O curta-metragem República foi lançado como parte do projeto #IMSConvida, um programa de incentivo às produções culturais independentes, comissionando realizações artísticas de pessoas com diferentes identidades – de raça, gênero, regionalidade, contexto social e cultural – que não implicassem em deslocamentos físicos ou outras formas de quebra às medidas de isolamento social causadas pela pandemia do COVID-19. De autoria de Grace Passô e direção de fotografia de  Wilssa Esser, o filme se revela como uma antítese em que anuncia a liberdade para experimentar dentro da linguagem cinematográfica, mesmo em um contexto de prisão imposta pelo isolamento social.

República é constituído por uma experiência “docu-ficcional” em que a câmera interfere pouco na narrativa, optando inicialmente por planos longos, pouca luz e naturalização de ruídos externos, mas o filme traz uma miscelânea de elementos fantásticos, que acabam contribuindo para a estética onírica presente no discurso.

”O Brasil é um sonho.” De quem?
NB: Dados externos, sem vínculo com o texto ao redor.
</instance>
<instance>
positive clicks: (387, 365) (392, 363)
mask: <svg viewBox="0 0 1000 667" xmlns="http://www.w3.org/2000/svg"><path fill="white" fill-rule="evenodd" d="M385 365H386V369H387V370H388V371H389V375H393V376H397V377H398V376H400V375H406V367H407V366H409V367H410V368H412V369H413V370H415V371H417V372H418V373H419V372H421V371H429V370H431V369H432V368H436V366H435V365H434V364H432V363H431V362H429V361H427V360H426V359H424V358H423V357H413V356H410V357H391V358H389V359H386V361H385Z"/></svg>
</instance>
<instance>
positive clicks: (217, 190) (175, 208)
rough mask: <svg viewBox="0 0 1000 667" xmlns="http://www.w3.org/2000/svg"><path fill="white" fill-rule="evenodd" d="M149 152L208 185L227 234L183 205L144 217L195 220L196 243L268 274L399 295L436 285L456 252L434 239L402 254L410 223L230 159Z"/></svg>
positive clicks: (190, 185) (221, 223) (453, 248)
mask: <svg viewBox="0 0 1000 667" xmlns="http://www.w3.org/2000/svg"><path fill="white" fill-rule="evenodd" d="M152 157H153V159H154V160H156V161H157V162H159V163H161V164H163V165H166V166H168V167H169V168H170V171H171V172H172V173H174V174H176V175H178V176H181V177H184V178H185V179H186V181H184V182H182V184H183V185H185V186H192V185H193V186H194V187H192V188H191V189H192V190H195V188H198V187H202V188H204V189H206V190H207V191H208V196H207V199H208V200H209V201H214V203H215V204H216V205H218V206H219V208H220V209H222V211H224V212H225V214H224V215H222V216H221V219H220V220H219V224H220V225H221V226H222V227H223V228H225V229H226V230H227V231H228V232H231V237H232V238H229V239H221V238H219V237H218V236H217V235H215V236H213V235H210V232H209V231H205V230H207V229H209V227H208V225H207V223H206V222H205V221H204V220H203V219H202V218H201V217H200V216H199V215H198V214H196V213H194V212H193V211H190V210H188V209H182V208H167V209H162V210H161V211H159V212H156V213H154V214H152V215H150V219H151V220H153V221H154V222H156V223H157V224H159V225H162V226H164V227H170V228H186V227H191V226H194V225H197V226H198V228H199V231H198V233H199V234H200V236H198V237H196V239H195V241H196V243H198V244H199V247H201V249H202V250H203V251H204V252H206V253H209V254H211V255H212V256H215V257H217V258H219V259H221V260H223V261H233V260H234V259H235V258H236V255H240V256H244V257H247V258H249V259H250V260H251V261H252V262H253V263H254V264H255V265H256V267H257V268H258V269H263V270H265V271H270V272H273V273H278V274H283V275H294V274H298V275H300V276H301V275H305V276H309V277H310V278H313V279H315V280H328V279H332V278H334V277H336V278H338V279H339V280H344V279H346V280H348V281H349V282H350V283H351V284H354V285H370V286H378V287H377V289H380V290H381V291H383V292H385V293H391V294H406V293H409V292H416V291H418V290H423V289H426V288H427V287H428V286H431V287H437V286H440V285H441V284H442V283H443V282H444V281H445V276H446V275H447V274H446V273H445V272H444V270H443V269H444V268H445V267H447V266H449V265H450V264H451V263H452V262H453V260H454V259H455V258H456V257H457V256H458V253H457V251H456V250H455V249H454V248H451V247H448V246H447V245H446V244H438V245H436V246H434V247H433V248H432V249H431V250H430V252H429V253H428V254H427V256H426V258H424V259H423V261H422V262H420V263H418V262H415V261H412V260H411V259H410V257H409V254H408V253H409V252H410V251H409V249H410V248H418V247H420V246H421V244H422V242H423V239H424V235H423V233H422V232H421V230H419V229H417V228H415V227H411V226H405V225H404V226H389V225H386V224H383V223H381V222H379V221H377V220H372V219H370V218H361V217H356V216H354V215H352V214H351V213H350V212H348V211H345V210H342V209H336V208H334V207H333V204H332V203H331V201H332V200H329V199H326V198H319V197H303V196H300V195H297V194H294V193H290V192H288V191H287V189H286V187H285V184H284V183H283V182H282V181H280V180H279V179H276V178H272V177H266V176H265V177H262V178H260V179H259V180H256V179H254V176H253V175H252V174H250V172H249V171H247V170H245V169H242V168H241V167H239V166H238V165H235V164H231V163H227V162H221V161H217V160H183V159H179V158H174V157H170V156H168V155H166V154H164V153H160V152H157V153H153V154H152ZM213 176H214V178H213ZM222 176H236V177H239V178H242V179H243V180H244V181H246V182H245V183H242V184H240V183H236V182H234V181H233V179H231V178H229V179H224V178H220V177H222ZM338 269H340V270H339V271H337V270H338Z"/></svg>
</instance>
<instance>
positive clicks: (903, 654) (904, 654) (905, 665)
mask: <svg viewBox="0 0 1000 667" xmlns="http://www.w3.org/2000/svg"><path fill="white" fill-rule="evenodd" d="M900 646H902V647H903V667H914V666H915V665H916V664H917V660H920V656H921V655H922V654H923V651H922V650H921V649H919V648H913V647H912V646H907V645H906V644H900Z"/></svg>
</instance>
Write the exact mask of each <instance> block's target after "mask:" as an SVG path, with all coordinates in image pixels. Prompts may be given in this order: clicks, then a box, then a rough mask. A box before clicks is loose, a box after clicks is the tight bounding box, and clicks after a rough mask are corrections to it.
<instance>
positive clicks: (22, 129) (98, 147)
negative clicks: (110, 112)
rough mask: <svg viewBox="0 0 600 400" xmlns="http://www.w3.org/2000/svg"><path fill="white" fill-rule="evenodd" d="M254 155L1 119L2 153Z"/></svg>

República traduz o devaneio como o delírio de alguém que acorda no ápice do sonho. O filme tem seu clímax materializado com o conflito interno e no confronto externo de duas mulheres pretas, ambas interpretadas por Grace Passô. O microcosmo materializado pela artista sufoca e as reviravoltas categóricas manifestam o cansaço de um corpo preso à omissão política do país. República é um filme produzido em isolamento social apenas como pretexto para um dissabor já longevo.

O seu Brasil acabou, o meu nunca existiu“. O grito de Grace Passô corrobora com a estética doente e esverdeada do filme, tal qual a nação. O texto do monólogo se mostra eficaz para trazer temas contemporâneos como as fake news, a crítica ao ufanismo conservador e a dor dos brasileiros em uma nação rendida a uma pandemia global enquanto o corpo político desdenha da situação, mitigando problemáticas preexistentes que apenas emergiram nos tempos de coronavírus.

Se a personagem principal do filme acorda com a notícia de que o Brasil é um sonho, ela de fato desperta quando se questiona sobre o próprio monólogo que acabou de interpretar. A atuação traz dispositivos de imersão e de reflexão, como os olhares ambíguos de Grace que não enunciam nenhum significado, mas se distinguem por trazerem possibilidades.

A metalinguagem fílmica de República permite uma abundância de leituras por não estar circunscrito a nenhuma explicação axiomática. Ao final, o que República faz de melhor é deixar o questionamento para nós: Se o Brasil é um sonho, quem está sonhando? Se o Brasil é um sonho, em qual Brasil você está vivendo?